Worldwide SIGINT platform

Worldwide SIGINT platform (Click to expand)

New Delhi is mentioned in another slide that lists all units that are part of SIGINT platform. The NSA has Computer Network Exploitation in 50,000 locations around the world and from the graphic above it looks like there are at least five of them in India that are part of SIGINT. It is not clear where exactly these are or which companies they are.

These documents also talks about FAIRVIEW, which has corporate relationships with ISP and telcos and collects communications data from fiber cables and various infrastructure through which data passes through.

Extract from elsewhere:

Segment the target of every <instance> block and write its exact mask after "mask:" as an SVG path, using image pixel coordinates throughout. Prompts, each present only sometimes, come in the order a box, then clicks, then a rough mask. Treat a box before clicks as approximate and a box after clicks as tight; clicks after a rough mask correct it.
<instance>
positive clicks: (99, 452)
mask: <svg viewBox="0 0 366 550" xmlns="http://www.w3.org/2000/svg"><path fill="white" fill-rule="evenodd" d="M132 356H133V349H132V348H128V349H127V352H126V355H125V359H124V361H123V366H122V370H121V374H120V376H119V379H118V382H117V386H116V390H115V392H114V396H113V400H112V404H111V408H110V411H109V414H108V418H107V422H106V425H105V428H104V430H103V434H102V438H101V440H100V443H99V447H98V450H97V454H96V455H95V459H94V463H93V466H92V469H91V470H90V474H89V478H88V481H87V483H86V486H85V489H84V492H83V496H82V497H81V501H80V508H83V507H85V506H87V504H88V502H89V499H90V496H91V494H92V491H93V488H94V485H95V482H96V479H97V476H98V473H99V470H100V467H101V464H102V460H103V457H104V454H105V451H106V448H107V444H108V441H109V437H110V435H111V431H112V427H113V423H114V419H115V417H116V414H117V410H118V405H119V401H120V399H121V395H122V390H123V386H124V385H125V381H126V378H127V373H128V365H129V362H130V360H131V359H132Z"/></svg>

These documents don’t however mention if FAIRVIEW has relationships with Indian companies.

Data collected upstream internationally are of two kind according to these documents: DNI selectors has all information about a user’s activity online, while DNR selectors are meta data of voice calls made and messages sent through telcos.

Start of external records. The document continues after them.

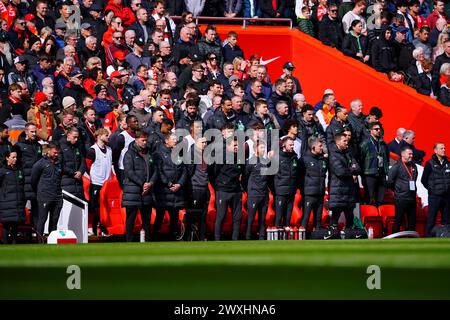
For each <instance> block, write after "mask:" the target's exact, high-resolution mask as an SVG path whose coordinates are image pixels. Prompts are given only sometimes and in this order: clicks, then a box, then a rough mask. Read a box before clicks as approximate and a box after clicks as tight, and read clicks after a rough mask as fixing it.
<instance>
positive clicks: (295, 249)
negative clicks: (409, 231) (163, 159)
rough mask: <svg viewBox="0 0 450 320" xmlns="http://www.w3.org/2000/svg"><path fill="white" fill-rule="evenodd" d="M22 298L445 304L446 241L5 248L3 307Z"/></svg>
mask: <svg viewBox="0 0 450 320" xmlns="http://www.w3.org/2000/svg"><path fill="white" fill-rule="evenodd" d="M69 265H78V266H79V267H80V269H81V289H80V290H69V289H67V286H66V281H67V278H68V277H69V276H70V274H67V273H66V271H67V267H68V266H69ZM369 265H378V266H379V267H380V269H381V277H380V280H381V289H380V290H369V289H368V288H367V284H366V283H367V279H368V277H369V276H370V274H368V273H367V267H368V266H369ZM21 298H28V299H37V298H39V299H181V300H185V299H203V300H208V299H220V300H222V299H270V300H273V299H449V298H450V239H394V240H333V241H238V242H229V241H224V242H213V241H211V242H170V243H169V242H159V243H130V244H128V243H98V244H87V245H58V246H56V245H16V246H5V245H4V246H0V299H21Z"/></svg>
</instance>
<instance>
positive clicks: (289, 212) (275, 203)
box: [275, 194, 295, 227]
mask: <svg viewBox="0 0 450 320" xmlns="http://www.w3.org/2000/svg"><path fill="white" fill-rule="evenodd" d="M294 198H295V194H293V195H289V196H280V195H276V196H275V226H277V227H286V226H289V225H290V224H291V216H292V209H293V208H294Z"/></svg>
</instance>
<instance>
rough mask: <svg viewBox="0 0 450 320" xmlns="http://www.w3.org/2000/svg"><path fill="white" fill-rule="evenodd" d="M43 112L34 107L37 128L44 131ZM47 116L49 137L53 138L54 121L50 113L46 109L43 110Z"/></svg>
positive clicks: (47, 123) (36, 106) (47, 132)
mask: <svg viewBox="0 0 450 320" xmlns="http://www.w3.org/2000/svg"><path fill="white" fill-rule="evenodd" d="M40 111H42V110H39V107H38V106H35V107H34V113H35V115H36V127H37V128H38V130H40V129H42V122H41V115H40V114H41V112H40ZM43 111H44V114H45V116H46V117H47V136H48V137H51V136H52V132H53V130H52V120H51V118H50V112H49V111H48V110H47V109H46V110H43Z"/></svg>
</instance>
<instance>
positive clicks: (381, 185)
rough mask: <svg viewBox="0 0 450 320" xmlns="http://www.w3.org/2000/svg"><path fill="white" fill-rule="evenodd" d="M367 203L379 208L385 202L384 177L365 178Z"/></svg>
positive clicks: (385, 189)
mask: <svg viewBox="0 0 450 320" xmlns="http://www.w3.org/2000/svg"><path fill="white" fill-rule="evenodd" d="M363 185H364V189H365V201H366V203H367V204H370V205H373V206H377V207H378V206H379V205H380V204H382V203H383V201H384V191H385V190H386V187H385V178H384V177H383V176H379V177H377V176H363Z"/></svg>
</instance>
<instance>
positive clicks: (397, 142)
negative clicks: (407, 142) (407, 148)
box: [388, 128, 406, 154]
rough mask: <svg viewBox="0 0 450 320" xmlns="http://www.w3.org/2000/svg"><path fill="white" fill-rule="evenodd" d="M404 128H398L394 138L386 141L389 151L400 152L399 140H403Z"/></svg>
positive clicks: (393, 151) (401, 140) (391, 151)
mask: <svg viewBox="0 0 450 320" xmlns="http://www.w3.org/2000/svg"><path fill="white" fill-rule="evenodd" d="M405 131H406V129H405V128H398V129H397V133H396V135H395V138H394V140H392V141H391V142H389V143H388V149H389V152H392V153H395V154H400V142H401V141H402V140H403V135H404V134H405Z"/></svg>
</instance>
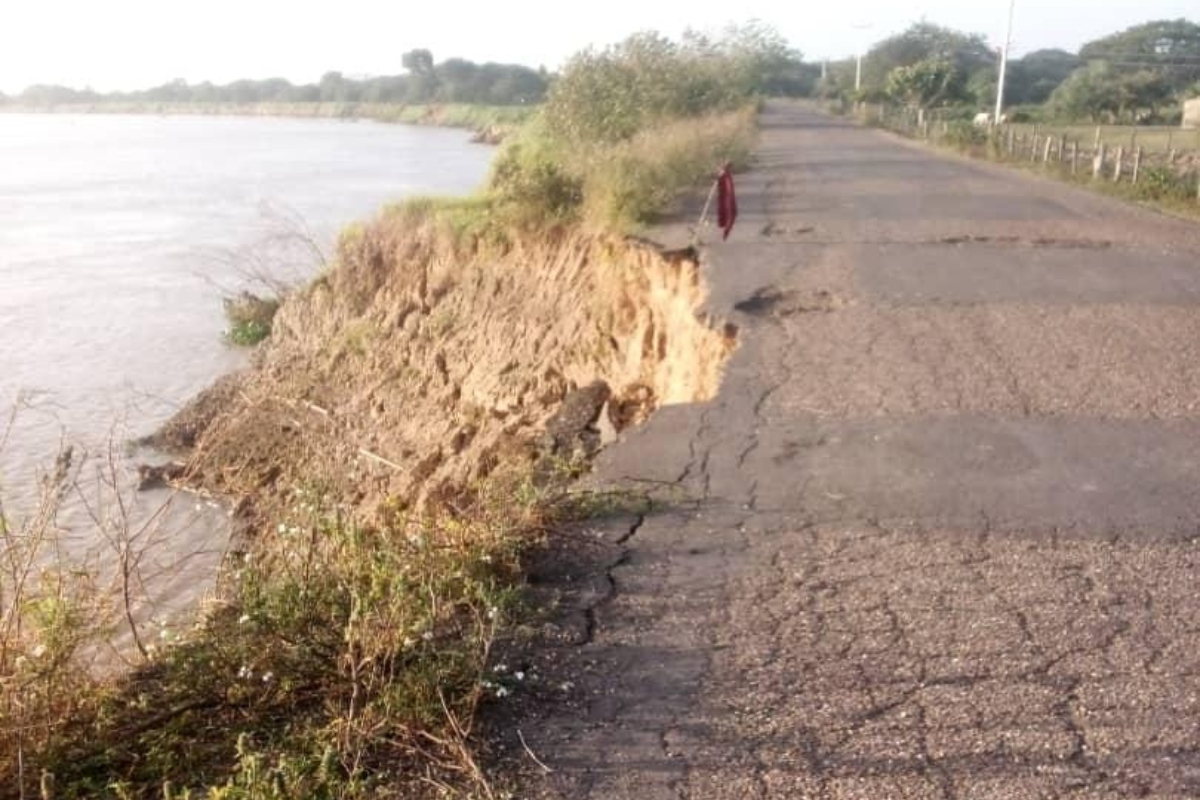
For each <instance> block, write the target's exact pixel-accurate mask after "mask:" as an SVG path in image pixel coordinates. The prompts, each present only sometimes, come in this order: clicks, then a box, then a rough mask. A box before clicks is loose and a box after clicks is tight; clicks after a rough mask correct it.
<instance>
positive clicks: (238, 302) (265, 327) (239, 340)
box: [222, 291, 280, 347]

How Indian embassy was targeted

Another document leaked by Snowden shows that Indian embassy in US was monitored. The NSA used the following methods for collecting information from the embassy and officials there:

Implants (sensors or recording devices possibly) in the Indian embassy to collect data.
Screen grabs. Method is called Vagrant
– Created images of disks. This is bizarre considering that India is a part of SIGINT.
– It also used a method termed ‘magnetic’ through which a sensor collected data from magnetic emanations. We’re not sure what this means.

This document is from 2010 and it indicates that snooping from these offices were dropped shortly afterwards.

close_access_sigads

These new documents also mention the amount spent by NSA on foreign partners to create and maintain the RAMPART-A and WINDSTOP programs. However, there is no country-wise split so it is not clear how much was spent in India or paid to Indian companies.

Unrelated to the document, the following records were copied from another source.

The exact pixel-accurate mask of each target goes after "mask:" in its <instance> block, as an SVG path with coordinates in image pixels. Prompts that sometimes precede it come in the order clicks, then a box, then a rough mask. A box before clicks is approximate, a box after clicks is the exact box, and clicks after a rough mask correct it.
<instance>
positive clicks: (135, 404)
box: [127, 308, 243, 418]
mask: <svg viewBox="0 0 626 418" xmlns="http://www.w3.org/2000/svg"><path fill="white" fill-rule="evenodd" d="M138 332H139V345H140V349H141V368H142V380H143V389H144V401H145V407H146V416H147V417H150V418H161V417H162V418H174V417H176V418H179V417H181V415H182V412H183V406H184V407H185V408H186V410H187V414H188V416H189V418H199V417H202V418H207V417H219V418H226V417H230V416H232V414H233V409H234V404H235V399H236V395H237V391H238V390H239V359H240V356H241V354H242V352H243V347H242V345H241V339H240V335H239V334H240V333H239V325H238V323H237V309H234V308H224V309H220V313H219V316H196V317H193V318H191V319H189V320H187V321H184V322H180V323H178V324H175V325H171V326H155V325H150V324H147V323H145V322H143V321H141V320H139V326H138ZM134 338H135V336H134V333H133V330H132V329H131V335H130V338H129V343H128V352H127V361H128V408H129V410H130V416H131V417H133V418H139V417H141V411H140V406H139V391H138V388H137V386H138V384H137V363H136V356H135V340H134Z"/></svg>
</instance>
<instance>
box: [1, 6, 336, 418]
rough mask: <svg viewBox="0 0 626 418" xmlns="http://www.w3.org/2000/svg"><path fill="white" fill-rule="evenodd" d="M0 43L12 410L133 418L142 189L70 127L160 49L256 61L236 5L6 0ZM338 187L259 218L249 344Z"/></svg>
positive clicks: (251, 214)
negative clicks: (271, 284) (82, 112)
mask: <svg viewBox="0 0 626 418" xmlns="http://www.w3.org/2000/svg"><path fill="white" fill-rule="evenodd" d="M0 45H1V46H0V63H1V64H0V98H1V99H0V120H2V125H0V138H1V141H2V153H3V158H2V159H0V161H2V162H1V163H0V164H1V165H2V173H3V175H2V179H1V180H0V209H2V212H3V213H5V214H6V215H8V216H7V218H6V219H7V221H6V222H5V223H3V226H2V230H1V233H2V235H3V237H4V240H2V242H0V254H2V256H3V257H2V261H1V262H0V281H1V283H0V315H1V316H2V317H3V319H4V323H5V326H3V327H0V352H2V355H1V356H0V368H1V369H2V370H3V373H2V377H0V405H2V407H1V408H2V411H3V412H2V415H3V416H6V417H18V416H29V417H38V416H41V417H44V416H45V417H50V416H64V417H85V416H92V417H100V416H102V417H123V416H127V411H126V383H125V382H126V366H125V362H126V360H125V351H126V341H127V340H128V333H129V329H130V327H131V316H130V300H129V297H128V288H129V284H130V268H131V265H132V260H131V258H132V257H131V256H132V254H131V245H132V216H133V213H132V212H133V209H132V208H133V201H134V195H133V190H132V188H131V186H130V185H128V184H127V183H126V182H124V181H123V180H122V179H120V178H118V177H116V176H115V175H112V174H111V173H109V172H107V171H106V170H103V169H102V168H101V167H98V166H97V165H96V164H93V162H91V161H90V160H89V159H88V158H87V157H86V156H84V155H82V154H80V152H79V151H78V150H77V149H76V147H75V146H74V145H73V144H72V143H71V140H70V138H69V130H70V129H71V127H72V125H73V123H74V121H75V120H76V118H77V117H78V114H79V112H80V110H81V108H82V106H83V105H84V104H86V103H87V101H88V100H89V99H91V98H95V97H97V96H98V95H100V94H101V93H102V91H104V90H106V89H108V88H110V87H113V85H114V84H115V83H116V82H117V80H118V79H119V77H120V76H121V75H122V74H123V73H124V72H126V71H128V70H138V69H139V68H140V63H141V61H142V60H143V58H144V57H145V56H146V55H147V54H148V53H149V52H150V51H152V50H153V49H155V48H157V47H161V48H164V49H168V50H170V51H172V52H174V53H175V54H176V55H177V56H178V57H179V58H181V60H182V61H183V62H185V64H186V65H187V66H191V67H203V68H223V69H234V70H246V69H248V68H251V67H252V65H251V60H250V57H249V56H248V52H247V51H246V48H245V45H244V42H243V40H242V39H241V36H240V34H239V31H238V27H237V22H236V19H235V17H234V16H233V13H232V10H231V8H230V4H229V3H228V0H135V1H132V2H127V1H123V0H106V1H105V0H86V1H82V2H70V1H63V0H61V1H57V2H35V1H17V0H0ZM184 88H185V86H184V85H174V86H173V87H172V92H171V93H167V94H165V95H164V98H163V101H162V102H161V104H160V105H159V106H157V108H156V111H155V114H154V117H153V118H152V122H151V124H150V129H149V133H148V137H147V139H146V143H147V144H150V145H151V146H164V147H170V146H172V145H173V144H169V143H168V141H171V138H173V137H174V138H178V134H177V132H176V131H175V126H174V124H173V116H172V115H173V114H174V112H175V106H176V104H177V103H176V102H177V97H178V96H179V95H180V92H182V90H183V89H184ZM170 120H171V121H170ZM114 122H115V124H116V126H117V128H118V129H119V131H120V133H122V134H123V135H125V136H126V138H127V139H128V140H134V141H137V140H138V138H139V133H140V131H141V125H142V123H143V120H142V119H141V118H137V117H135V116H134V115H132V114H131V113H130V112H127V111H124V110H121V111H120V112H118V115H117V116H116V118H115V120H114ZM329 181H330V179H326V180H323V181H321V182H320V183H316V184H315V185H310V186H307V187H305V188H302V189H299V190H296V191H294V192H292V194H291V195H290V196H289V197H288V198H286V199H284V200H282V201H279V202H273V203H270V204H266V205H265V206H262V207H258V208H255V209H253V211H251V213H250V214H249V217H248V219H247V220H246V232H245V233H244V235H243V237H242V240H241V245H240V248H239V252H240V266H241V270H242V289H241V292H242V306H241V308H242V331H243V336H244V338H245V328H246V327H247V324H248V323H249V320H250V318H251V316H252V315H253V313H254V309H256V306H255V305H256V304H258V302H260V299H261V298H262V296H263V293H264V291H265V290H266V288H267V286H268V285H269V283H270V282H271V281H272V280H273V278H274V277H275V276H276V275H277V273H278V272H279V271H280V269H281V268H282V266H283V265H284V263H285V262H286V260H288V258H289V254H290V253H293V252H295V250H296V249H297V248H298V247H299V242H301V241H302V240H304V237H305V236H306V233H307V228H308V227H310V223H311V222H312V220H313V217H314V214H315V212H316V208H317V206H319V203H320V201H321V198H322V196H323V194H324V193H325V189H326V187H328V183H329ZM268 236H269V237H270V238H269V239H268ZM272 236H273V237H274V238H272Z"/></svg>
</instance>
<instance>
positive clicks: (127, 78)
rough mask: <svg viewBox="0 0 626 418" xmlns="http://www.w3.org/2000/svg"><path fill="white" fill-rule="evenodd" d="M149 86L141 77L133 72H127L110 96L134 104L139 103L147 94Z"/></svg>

foreign_partner_access_budget

What about NATGRID, CMS and Netra?

Indian government has been building Central Monitoring System (CMS) for monitoring all online communication in India, Netra for keyword based tracking of online content and NATGRID for linking all available personal data of people in India. This year, India made it to the Enemies of the Internet report published by Reporters Without Borders for the first time, along with US, UK and Russia, for creating these three monitoring tools. That being the case, we don’t know if these projects are already part of RAMPART-A or if the government is considering sharing this data with the NSA in the future.

With these three projects, Indian government will be able to intercept all online communication in India, but it does not have the decryption code for deciphering these messages. It had approached the US government last year seeking help to decrypt messages sent over services such as WhatsApp and Skype. It had similarly fought long and hard to get these codes from BlackBerry as well. However, by the time the mobilephone manufacturer agreed to hand over these details, the popularity of Blackberry handsets had already declined in India.